Is the Bible unsuitable for children? According to two Bavarian
attorneys, the answer is yes. According to a Conservative News Service
report, dated August 4, “A German government minister has been asked to
reclassify the Bible as a book considered too dangerous for children
because of its violent content.”

The report continued to say, “Two lawyers from Bavaria made the
request in a letter to Family Minister Christine Bergmann, in which they
said the Bible contained ‘bloodthirsty and human rights-violating
passages.'” The lawyers claim that the Bible “preaches genocide, racism,
enmity towards Jews, gruesome executions for adulterers and homosexuals,
the murder of one’s own children and many other perversities.”

It is best not to dismiss this story as another episode from “The
Twilight Zone.” Remember that it was only a few years ago when the
suggestion that children in America’s public schools not be allowed to
pray or read the Bible in their classrooms was considered ludicrous.
Likewise, only a few years ago, few people would have ever dared to
suggest that homosexual conduct would be granted social acceptance,
political correctness, or legal protection.

The truth is, the Bible is vilified and demonized in many of
America’s schools, colleges and universities.

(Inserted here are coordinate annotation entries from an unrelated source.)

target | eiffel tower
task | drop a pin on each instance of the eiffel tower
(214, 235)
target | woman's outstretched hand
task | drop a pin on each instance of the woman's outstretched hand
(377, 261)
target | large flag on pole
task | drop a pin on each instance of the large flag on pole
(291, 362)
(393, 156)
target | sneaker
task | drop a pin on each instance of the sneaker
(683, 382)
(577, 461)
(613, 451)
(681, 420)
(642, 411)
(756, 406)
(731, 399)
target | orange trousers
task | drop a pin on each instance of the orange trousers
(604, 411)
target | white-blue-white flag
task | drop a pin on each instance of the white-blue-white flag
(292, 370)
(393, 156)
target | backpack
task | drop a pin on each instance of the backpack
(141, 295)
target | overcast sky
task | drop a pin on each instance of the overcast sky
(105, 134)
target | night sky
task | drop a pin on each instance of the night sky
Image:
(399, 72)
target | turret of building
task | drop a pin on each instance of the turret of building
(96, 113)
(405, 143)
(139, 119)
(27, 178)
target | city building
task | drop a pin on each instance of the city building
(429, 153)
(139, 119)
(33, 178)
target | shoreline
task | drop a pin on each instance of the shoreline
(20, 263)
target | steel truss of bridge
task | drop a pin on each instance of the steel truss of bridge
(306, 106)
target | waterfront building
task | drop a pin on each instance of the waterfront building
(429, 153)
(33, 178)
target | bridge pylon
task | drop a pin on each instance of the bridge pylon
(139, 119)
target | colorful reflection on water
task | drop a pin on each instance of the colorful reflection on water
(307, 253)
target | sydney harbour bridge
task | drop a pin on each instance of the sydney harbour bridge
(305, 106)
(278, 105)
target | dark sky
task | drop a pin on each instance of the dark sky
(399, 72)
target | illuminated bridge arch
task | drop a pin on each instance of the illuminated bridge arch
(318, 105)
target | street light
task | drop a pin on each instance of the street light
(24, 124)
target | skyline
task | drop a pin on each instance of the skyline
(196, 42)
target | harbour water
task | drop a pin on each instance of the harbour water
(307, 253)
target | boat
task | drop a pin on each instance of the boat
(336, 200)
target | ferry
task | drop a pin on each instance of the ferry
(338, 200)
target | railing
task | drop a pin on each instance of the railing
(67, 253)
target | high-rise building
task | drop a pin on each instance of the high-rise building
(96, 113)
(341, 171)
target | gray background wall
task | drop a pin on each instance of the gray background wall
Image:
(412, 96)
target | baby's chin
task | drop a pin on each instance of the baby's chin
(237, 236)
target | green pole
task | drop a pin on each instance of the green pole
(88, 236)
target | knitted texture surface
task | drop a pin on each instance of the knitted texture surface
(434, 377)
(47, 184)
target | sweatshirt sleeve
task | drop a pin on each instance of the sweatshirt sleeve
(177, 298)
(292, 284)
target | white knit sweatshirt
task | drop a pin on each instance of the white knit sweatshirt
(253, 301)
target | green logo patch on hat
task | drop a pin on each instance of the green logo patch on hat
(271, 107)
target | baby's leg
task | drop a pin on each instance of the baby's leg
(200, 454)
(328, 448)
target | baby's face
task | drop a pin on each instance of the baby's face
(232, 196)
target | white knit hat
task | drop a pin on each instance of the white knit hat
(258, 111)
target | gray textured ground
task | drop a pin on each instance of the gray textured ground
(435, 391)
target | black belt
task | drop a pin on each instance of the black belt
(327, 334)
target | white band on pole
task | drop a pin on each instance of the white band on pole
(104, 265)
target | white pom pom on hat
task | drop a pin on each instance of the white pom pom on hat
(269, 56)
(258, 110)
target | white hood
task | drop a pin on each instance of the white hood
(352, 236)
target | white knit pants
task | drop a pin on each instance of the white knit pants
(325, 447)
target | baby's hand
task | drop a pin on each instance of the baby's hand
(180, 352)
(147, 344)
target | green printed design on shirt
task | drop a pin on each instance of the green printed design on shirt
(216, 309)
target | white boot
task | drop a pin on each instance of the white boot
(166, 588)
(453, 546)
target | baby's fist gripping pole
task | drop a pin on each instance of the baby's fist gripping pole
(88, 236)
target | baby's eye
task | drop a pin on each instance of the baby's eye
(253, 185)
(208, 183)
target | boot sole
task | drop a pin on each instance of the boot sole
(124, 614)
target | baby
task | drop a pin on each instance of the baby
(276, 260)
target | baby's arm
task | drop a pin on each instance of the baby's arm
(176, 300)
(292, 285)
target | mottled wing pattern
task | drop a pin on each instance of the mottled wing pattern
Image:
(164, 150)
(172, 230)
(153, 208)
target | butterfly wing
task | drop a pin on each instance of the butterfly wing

It receives no better (or
even worse) treatment from the media and Hollywood elite. Likewise,
newspapers, magazines and television broadcasts repeatedly attack the
Bible’s veracity and trustworthiness. As a result of this attitude, the
suggestion that the Bible is unfit for children to read will be
propounded in this country in a short matter of time.

However, this “anti-Bible” philosophy contradicts the greatly held
and believed philosophy of America’s great statesmen and leaders. John
Quincy Adams said, “I have myself, for many years, made it a practice to
read through the Bible once every year. My custom is to read four to
five chapters every morning immediately after rising from my bed. It
employs about an hour of my time.”

Benjamin Franklin added, “We have been assured, Sir, in the Sacred
Writings that ‘except the Lord build the House, they labor in vain that
build it.’ I firmly believe this; and I also believe that without His
concurring aid we shall succeed in this political building no better
than the Builders of Babel.” Patrick Henry agreed. He opined, “The Bible
is worth all other books which have ever been printed.”

Consider the words of other Founding Fathers. George Washington said,
“It is impossible to rightly govern the world without God and the
Bible.” Daniel Webster warned, “If we abide by the principles taught in
the Bible, our country will go on prospering and to prosper; but if we
and our posterity neglect its instruction and authority, no man can tell
how sudden a catastrophe may overwhelm us and bury all our glory in
profound obscurity.” Noah Webster stated emphatically, “Education is
useless without the Bible.” Even Thomas Jefferson declared, “The Bible
makes the best people in the world.”

Similarly, Andrew Jackson said, “That Book, Sir, is the rock on which
our republic rests. Abraham Lincoln said, “But for this Book we could
not know right from wrong. I believe the Bible is the best gift God has
ever given to man.” Theodore Roosevelt proclaimed, “No educated man can
afford to be ignorant of the Bible.”

Great generals like Douglas MacArthur also revered the Bible. He
said, “Believe me, Sir, never a night goes by, be I ever so tired, but I
read the Word of God before I go to bed.” Robert E. Lee expressed a
similar perspective. He said, “The Bible is a book in comparison with
which all others in my eyes are of minor importance, and in which in all
my perplexities and distresses has never failed to give me light and

America’s moral and cultural decline is directly related to the
Bible’s waning influence in our society. Far from being unsuitable for
children, the Bible is the one sure compass that can give them direction
and purpose for a better tomorrow. If we really loved our children, we
would do our best to make sure they understand this.